Evaluatation of the gradients of class probabilities and logits with respect to attention layer and hidden states

I want to compute the gradient of class probability and class logits with respect to inputs in transformer models.

I have read issues #8601 and #8747, as well as the related test in the repository, to develop the following function.


def get_attention_hidden_states_grad_logits(hf_model, input, class_index, layer_index):
    model_outputs = hf_model(**input)

    hidden_sattes =  model.get("hidden_states", [])
    attentions =  model.get("attentions", [])

    [hidden_states[i].retain_grad() for i in range(len(hidden_states))]
    [attentions[i].retain_grad() for i in range(len(attentions))]

    class_logits = model_outputs.get('logits')
    class_probabilities = model_outputs.get('logits').softmax(dim=-1)

    class_logits.flatten()[logits_index].backward(retain_graph=True)

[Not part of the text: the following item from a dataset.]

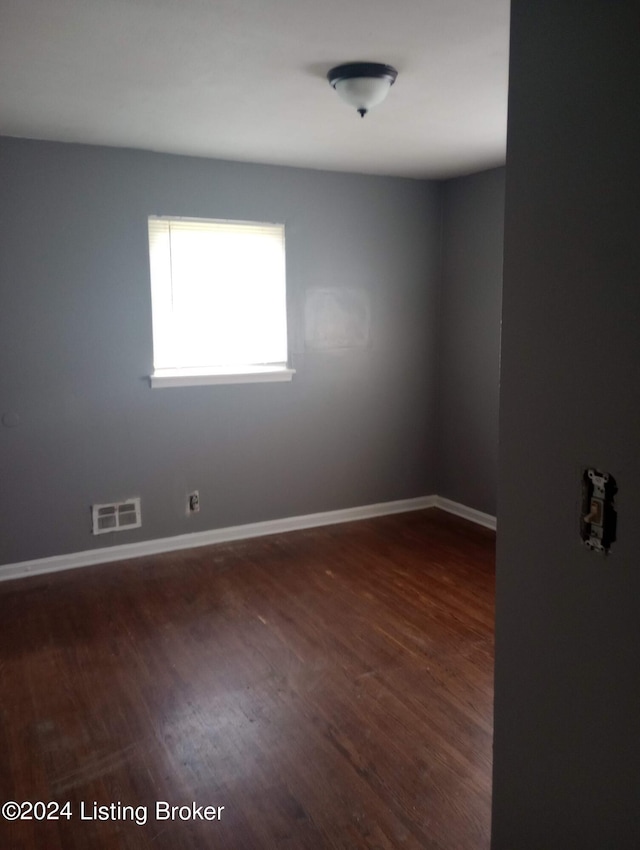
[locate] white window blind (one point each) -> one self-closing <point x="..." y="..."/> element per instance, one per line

    hidden_states_grad = hidden_states[grad_index].grad
    attention_grads = attentions[grad_index].grad

    return hidden_states_grad, attention_grads, class_probabilities, class_logits

Question 1:

Is it necessary to apply the retain_grad method on all hidden_sattes and attentions? I think due to using the chain rule, using the following code would be enough (using the retain_grad method just for hidden states and attention of the first layer.)

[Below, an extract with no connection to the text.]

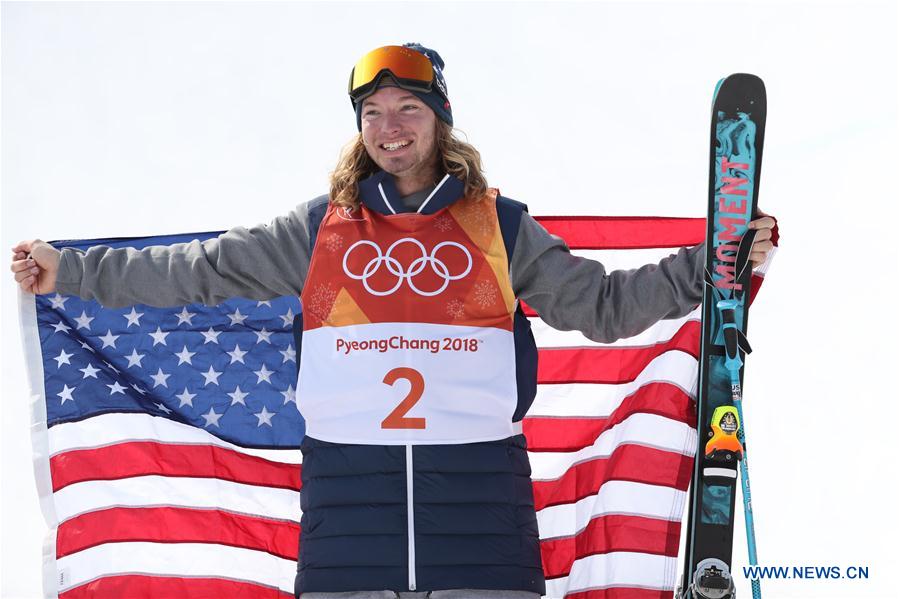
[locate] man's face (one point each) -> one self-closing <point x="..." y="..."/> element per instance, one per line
<point x="399" y="132"/>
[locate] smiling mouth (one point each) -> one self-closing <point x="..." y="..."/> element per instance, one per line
<point x="394" y="146"/>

def get_attention_hidden_states_grad_logits(hf_model, input, class_index, layer_index):
    model_outputs = hf_model(**input)

    hidden_sattes =  model.get("hidden_states", [])
    attentions =  model.get("attentions", [])

    hidden_states[0].retain_grad()
    attentions[0].retain_grad()

    class_logits = model_outputs.get('logits')
    class_probabilities = model_outputs.get('logits').softmax(dim=-1)

    class_logits.flatten()[logits_index].backward(retain_graph=True)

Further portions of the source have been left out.